Griechenland einmal anders gesehen

Das aktuelle politische Geschehen in Deutschland und der ganzen Welt sowie wichtige Ereignisse der Weltgeschichte.
janw
Moderator
Moderator

Benutzeravatar
 
Beiträge: 8488
Registriert: 11.10.2003
Mi 10. Aug 2011, 00:50 - Beitrag #1

Griechenland einmal anders gesehen

Entgegen den zur Zeit gerne verbreiteten Klischees von steuerhinterziehenden Griechen mit aufgeblähtem Beamtenapparat und Korruption als sozialem Prinzip zeichnet ein Interview im Deutschlandfunk ein deutlich differenzierteres Bild mit überraschenden Details.

link:
Bürger: Worin rührt aber die Angst der Griechen vor einer ich nenne das jetzt mal feindlichen Übernahme? An welche alten Erinnerungen knüpft das an, dass die Griechen sich jetzt von den Deutschen bevormundet fühlen?

Rondholz: Na ja, die Erinnerung an die Besatzungszeit ist da und auch an die wirtschaftliche Ausplünderung des Landes in dieser Zeit. Es ist ja nicht nur so, dass da Tausende von Zivilisten umgebracht worden sind bei sogenannten Vergeltungsaktionen, sondern das Land ist wirtschaftlich ausgeplündert worden. Es wurden den Griechen Zwangskredite verordnet, Geldsummen, die bis heute nicht zurückgezahlt worden sind, daran muss man auch mal gelegentlich erinnern, es geht da also doch immerhin um ganz erhebliche Summen, nach heutiger Kaufkraft etwa fünf Milliarden Euro, die das deutsche Reich den Griechen als Kredit abverlangt hat, und wenn man Zins und Zinseszins dazurechnet, wären das heute ungefähr 20 Milliarden, und die sind nie bezahlt worden, diese Gelder, und daran erinnert man heute auch, nicht wahr. Also die Ausplünderung und Ausbeutung Griechenlands in der Zeit der Besatzung ist noch in Erinnerung, das ist nicht vergessen.

Traitor
Administrator
Administrator

Benutzeravatar
 
Beiträge: 17500
Registriert: 26.05.2001
Do 11. Aug 2011, 20:15 - Beitrag #2

Das ist doch nichts neues, sondern wird schon seit Wochen oder Monaten diskutiert.
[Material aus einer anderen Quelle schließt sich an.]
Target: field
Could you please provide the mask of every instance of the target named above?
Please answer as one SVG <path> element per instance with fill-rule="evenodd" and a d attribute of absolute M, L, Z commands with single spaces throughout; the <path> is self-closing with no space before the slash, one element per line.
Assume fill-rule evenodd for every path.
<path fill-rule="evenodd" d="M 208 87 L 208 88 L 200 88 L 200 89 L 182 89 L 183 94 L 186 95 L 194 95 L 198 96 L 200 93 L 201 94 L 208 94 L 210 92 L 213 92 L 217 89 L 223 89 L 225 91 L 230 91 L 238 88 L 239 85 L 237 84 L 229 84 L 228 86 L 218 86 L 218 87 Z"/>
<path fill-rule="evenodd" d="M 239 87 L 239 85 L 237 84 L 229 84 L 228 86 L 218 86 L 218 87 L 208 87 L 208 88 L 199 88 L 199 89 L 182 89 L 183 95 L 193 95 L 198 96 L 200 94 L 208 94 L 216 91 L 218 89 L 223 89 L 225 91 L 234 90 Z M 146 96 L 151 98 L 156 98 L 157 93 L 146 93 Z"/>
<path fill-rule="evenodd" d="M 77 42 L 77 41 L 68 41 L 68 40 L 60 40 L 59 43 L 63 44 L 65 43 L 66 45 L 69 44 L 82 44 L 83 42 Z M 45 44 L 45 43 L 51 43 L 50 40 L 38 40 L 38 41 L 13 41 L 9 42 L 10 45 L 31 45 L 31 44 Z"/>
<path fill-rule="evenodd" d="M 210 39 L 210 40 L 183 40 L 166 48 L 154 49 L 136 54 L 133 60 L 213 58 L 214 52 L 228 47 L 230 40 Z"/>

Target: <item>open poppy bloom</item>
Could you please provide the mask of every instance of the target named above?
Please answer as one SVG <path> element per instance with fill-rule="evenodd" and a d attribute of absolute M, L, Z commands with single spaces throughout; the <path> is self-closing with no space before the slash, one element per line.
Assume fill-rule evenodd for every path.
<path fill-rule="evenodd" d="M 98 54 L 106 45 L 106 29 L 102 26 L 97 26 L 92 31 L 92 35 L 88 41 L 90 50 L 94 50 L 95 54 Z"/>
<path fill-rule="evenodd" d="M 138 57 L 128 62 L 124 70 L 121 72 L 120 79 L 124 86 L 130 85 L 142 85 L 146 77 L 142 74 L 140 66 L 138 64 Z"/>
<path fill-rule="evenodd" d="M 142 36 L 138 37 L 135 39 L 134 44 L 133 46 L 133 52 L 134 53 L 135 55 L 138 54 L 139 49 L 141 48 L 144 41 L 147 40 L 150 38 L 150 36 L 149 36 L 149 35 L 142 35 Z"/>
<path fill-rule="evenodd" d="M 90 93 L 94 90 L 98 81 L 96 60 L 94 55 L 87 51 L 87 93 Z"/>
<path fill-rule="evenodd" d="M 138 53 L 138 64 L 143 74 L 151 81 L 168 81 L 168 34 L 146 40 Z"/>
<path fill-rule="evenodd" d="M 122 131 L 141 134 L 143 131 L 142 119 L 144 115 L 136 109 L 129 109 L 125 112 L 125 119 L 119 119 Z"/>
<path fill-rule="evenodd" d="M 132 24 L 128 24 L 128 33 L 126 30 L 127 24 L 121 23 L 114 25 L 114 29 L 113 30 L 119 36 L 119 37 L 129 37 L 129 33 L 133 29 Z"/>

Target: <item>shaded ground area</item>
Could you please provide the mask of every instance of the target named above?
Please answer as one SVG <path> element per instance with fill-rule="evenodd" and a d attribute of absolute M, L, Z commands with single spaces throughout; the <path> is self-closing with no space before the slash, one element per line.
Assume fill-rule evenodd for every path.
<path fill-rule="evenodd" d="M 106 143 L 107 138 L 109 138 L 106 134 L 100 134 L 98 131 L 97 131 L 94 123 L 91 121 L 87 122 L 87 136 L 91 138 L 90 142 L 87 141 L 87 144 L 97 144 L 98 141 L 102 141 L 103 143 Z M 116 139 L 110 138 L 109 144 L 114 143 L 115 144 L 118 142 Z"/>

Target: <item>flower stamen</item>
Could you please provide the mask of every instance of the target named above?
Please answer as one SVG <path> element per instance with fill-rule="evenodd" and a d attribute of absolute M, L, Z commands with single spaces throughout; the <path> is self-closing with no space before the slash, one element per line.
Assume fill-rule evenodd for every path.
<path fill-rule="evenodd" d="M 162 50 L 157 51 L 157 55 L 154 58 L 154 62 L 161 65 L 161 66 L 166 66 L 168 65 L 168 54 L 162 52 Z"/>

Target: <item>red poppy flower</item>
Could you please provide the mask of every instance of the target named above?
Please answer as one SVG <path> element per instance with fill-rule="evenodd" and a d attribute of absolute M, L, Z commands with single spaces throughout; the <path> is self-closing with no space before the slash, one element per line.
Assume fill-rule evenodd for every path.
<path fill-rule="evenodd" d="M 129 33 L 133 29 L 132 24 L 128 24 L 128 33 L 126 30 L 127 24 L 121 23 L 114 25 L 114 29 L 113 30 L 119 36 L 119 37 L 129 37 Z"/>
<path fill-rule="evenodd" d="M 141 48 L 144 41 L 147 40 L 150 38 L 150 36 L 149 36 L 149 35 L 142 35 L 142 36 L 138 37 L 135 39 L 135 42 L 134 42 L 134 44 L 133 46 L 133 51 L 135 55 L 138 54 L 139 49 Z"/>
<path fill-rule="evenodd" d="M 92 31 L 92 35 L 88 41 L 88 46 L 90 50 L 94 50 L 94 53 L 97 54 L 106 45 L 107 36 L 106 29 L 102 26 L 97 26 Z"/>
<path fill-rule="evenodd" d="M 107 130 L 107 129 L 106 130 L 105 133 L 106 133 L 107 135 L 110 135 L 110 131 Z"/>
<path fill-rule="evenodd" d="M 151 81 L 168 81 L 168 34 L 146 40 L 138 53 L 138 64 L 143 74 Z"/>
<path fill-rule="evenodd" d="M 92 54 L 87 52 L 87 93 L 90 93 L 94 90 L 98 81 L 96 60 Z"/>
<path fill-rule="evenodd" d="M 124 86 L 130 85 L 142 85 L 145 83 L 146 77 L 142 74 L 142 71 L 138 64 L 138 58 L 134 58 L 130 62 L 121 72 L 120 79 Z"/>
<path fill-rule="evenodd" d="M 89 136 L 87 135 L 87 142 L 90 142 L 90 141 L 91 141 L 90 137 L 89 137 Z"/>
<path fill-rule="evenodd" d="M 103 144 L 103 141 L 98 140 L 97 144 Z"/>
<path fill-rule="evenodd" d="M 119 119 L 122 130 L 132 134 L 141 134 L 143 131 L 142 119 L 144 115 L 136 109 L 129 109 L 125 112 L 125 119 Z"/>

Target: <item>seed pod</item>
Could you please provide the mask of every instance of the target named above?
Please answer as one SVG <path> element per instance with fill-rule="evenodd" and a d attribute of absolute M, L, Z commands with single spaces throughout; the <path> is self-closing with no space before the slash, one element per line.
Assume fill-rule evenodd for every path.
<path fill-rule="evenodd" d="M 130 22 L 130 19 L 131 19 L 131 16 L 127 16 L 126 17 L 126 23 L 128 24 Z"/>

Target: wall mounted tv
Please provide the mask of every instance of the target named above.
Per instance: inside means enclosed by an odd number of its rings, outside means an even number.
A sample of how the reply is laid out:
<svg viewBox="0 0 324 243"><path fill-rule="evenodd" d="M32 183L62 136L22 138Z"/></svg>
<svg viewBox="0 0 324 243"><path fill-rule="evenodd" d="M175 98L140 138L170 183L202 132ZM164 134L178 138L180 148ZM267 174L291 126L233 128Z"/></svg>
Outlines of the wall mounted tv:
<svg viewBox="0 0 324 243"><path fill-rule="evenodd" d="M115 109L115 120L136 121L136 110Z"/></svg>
Für mich sind solche verbliebenen Kriegsschulden einerseits schon begleichenswert. Andererseits sind die Vorwürfe gegen das aktuelle Deutschland in ihrer moralischen Intensität übertrieben, denn immerhin hat es ja überhaupt schon einiges an Entschädigungen geleistet, etwas, das kaum andere Kriegsschuldige je getan haben.

Ganz davon abgesehen wiegt das reine Aufbringen solcher Aspekte in keinster Weise aktuelle griechische Fehlentwicklungen auf. Das dortige System ist nicht weniger korrupt und ineffizient, nur weil Deutschland Kriegsschulden hat. So kann man Fehler nicht gegeneinander aufwiegen. Weniger korrupt und ineffizient, als es manche Stammtische und Boulevardmedien darstellen, ist Griechenland dabei natürlich schon. Allerdings auch wiederum offenbar korrupter und ineffizienter, als es sich leisten kann.

janw
Moderator
Moderator

Benutzeravatar
 
Beiträge: 8488
Registriert: 11.10.2003
Do 11. Aug 2011, 21:50 - Beitrag #3

Naja, es scheint ja um durchaus relevante Beträge zu gehen, die eben auch mit der Misere in Zusammenhang stehen könnten.

Man sollte natürlich auch nicht die Diktatur bis ?1975 vergessen.
Will sagen, Nichtsteuer und Korruption sind sicher sehr bedeutsame Faktoren, aber nicht die einzigen.

Traitor
Administrator
Administrator

Benutzeravatar
 
Beiträge: 17500
Registriert: 26.05.2001
Fr 12. Aug 2011, 19:21 - Beitrag #4

Die Diktatur könnte auch ein Grund dafür sein, dass sich früher nie ernsthaft um Rückzahlungen bemüht wurde.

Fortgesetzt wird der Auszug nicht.